Oh wait, you want your OWN child. One who is made from your genetic material. One who pops out of your (or your wife's) vagina. One who is a special combination of your and your partner's genetic material. Why? Why is that exactly? Because you could never love anything as much as something that is part of you? And this is something you are willing to admit? If so, if you are truly willing to admit that, then I think you are a horrible person who should never have the responsibility to care for ANYTHING ever again. Firstly, how on earth did you ever manage to exchange 'sacred vows' with someone who isn't, say, your sibling? Does your partner know of your true feelings for people who are not in your genetic line? I am guessing, if you and your partner are engaging in the expense, heartbreak and trials of IVF, they do not know this particular fact. Marriage, to me, indicates a certian level of intimacy, trust and (egads!) love. An understanding that yes, indeed, one day you may have to care for that person in come capacity beyond a handshake and "howdy do!". Then there is the question of relations who may have married into your genetic line, how do they feel when you say "I can't love you in any way, we aren't related genetically." I am sure that good Ol' Uncle Larry will continue to be as friendly and jovial as ever when you drop that particular bomb at the 4th of July picnic.

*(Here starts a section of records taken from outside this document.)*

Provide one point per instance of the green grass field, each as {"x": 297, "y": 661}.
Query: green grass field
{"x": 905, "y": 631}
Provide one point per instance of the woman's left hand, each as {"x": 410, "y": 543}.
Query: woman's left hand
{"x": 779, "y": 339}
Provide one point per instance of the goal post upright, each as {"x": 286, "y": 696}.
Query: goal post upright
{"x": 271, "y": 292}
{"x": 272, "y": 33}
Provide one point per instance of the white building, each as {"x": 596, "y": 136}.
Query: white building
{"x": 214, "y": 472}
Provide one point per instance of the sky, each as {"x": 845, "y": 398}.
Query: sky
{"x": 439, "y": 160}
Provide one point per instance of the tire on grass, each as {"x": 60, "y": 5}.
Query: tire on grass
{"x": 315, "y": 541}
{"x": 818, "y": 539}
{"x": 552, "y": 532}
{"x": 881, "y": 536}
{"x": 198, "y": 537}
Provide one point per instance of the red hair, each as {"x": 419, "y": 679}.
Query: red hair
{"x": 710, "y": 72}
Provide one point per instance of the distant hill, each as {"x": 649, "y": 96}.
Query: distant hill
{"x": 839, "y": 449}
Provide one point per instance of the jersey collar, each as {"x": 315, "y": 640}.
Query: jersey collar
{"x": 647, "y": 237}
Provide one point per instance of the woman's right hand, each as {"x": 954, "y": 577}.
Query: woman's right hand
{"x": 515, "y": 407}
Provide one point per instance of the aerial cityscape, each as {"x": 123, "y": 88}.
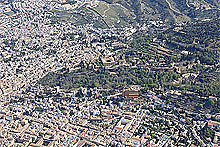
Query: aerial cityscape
{"x": 111, "y": 73}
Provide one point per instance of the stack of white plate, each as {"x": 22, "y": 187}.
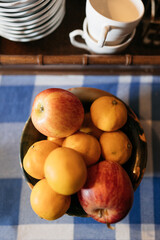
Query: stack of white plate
{"x": 29, "y": 20}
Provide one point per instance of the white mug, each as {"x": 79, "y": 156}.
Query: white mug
{"x": 91, "y": 45}
{"x": 111, "y": 21}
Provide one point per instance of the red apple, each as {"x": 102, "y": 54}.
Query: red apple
{"x": 107, "y": 195}
{"x": 57, "y": 113}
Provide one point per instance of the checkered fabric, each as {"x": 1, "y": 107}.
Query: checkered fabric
{"x": 17, "y": 220}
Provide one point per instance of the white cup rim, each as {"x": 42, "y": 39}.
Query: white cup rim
{"x": 85, "y": 29}
{"x": 119, "y": 22}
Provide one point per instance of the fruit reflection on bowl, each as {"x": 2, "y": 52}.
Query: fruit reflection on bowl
{"x": 135, "y": 166}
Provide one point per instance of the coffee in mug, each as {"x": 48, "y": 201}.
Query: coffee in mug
{"x": 110, "y": 22}
{"x": 118, "y": 10}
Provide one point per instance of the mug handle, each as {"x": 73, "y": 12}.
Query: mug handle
{"x": 103, "y": 35}
{"x": 74, "y": 42}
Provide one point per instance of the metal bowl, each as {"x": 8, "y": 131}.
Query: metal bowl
{"x": 135, "y": 166}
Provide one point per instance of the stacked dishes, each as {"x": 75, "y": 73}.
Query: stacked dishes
{"x": 29, "y": 20}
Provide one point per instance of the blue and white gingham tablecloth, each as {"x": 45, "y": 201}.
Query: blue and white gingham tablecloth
{"x": 17, "y": 220}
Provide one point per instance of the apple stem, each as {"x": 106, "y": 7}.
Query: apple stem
{"x": 114, "y": 102}
{"x": 110, "y": 227}
{"x": 41, "y": 108}
{"x": 100, "y": 213}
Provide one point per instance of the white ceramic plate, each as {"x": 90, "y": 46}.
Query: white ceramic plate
{"x": 38, "y": 29}
{"x": 38, "y": 35}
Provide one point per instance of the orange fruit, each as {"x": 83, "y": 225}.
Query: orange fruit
{"x": 85, "y": 144}
{"x": 46, "y": 203}
{"x": 108, "y": 113}
{"x": 58, "y": 141}
{"x": 35, "y": 157}
{"x": 65, "y": 170}
{"x": 89, "y": 127}
{"x": 116, "y": 146}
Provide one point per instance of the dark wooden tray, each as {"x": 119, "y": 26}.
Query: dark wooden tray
{"x": 55, "y": 53}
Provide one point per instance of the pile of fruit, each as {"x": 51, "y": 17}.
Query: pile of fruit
{"x": 83, "y": 155}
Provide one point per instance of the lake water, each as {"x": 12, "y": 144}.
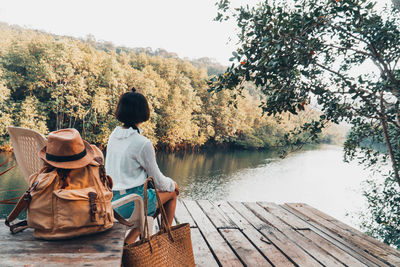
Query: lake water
{"x": 317, "y": 176}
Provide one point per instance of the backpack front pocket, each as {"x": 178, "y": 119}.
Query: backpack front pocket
{"x": 76, "y": 208}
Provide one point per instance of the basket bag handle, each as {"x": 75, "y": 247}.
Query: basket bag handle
{"x": 165, "y": 228}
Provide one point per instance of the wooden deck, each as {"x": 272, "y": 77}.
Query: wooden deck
{"x": 266, "y": 234}
{"x": 223, "y": 234}
{"x": 22, "y": 249}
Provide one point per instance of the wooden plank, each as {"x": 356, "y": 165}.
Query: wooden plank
{"x": 242, "y": 246}
{"x": 348, "y": 236}
{"x": 310, "y": 233}
{"x": 218, "y": 218}
{"x": 290, "y": 249}
{"x": 182, "y": 215}
{"x": 357, "y": 252}
{"x": 102, "y": 249}
{"x": 311, "y": 248}
{"x": 56, "y": 260}
{"x": 348, "y": 228}
{"x": 202, "y": 254}
{"x": 221, "y": 250}
{"x": 265, "y": 246}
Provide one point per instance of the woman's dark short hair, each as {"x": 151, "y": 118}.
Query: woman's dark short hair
{"x": 132, "y": 108}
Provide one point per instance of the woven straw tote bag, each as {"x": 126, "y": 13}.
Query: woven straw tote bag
{"x": 171, "y": 246}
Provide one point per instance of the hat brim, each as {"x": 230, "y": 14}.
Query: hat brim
{"x": 76, "y": 164}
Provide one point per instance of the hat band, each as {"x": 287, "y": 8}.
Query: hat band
{"x": 65, "y": 158}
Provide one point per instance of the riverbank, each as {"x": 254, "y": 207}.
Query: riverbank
{"x": 317, "y": 176}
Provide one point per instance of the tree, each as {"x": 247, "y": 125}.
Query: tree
{"x": 344, "y": 55}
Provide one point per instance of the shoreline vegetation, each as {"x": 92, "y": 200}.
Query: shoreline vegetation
{"x": 49, "y": 82}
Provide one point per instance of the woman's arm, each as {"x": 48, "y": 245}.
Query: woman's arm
{"x": 148, "y": 157}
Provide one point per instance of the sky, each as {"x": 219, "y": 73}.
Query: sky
{"x": 185, "y": 27}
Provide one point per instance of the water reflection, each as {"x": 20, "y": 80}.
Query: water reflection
{"x": 207, "y": 175}
{"x": 317, "y": 176}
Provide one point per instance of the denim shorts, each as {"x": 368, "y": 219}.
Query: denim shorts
{"x": 127, "y": 209}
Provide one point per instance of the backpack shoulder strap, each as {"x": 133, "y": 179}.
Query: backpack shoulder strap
{"x": 22, "y": 204}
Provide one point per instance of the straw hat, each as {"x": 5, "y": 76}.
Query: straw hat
{"x": 65, "y": 149}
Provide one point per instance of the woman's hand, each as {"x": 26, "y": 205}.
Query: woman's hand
{"x": 177, "y": 191}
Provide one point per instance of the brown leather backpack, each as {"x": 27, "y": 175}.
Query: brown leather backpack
{"x": 60, "y": 207}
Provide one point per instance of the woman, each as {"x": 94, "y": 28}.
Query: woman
{"x": 131, "y": 158}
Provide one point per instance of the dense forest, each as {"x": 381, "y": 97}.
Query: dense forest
{"x": 48, "y": 82}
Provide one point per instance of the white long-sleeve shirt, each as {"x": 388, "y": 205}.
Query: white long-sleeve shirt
{"x": 131, "y": 158}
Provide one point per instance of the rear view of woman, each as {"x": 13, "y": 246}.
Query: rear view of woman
{"x": 131, "y": 158}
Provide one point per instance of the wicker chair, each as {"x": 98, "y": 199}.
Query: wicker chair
{"x": 137, "y": 217}
{"x": 26, "y": 144}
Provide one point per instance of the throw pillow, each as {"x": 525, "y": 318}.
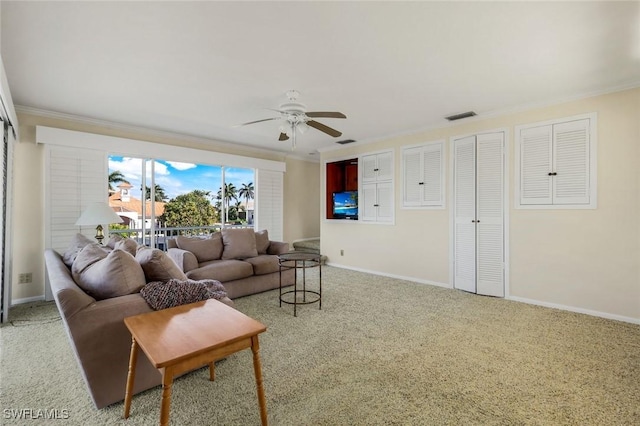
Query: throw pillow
{"x": 262, "y": 241}
{"x": 103, "y": 275}
{"x": 163, "y": 295}
{"x": 157, "y": 266}
{"x": 239, "y": 243}
{"x": 78, "y": 242}
{"x": 128, "y": 245}
{"x": 205, "y": 249}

Seriously, people who want to be parents do so because they want to raise A PERSON to be a contributing member of society. Good parents want to do this, and good parents do their darndest to do this. Good parents don't care if that person is of their genetic material, adopted from another country, or the neighbor kid. Good parents are good parents because they will take the time, effort and worry to make sure the persons in their care turn out to be able to live to their full potential.

Think for a moment, are you taking the road to parenthood because want a person to dress up, who will totally be your friend forever, to take care of you in your old age, because everyone else does, because you were from a big family, or simply because you are curious about what your genes look like when combined with another's? If you've answered yes to any of these questions, for the love of God, Apple Pie and America, DON'T HAVE CHILDREN. It's a fuck lot of work. It's miserable. Kodak moments are like 1% of life. You don't get to sleep for like 10 years. It's expensive. It's a lot of fucking work. It is physically and emotionally painful. Your life WILL change, and if you don't change it, you will get the stink eye when you take your child to ADULT venues. You will do a fucking lot of work, even if you slack off. It's messy and dirty and you won't get to have nice things for a long time. And what do you get from that? NOTHING. There is NO GUARANTEE that your child will LIKE YOU, will SHARE ANYTHING with you, or will take care of you in your old age. NONE!

Do you think I am maybe just a bitter old woman with bad childhood? Seriously, you couldn't be further from the truth. I was the only child, and only grandchild on BOTH sides of my family for most of my childhood. Every holiday, birthday and family visit was a Fehlabration! All the presents were for me, all the cake was for me, and all the attention was for me. YAY ME! I also know that if I wanted to do the work of parenting, I would be a parent. However, I am a lazy wimp. I have no fondness for either work or pain. Thusly, I have decided for my own good and for the good of society in general, that I would not go down the path of parenting...because it is a fucking lot of fucking work. Imagine that, reproductive organs, in perfect working order (I'll tell you about the thrills of gynocology another day) going to waste, simply because I decided that I would not want to do the work of parenting. Fancy that.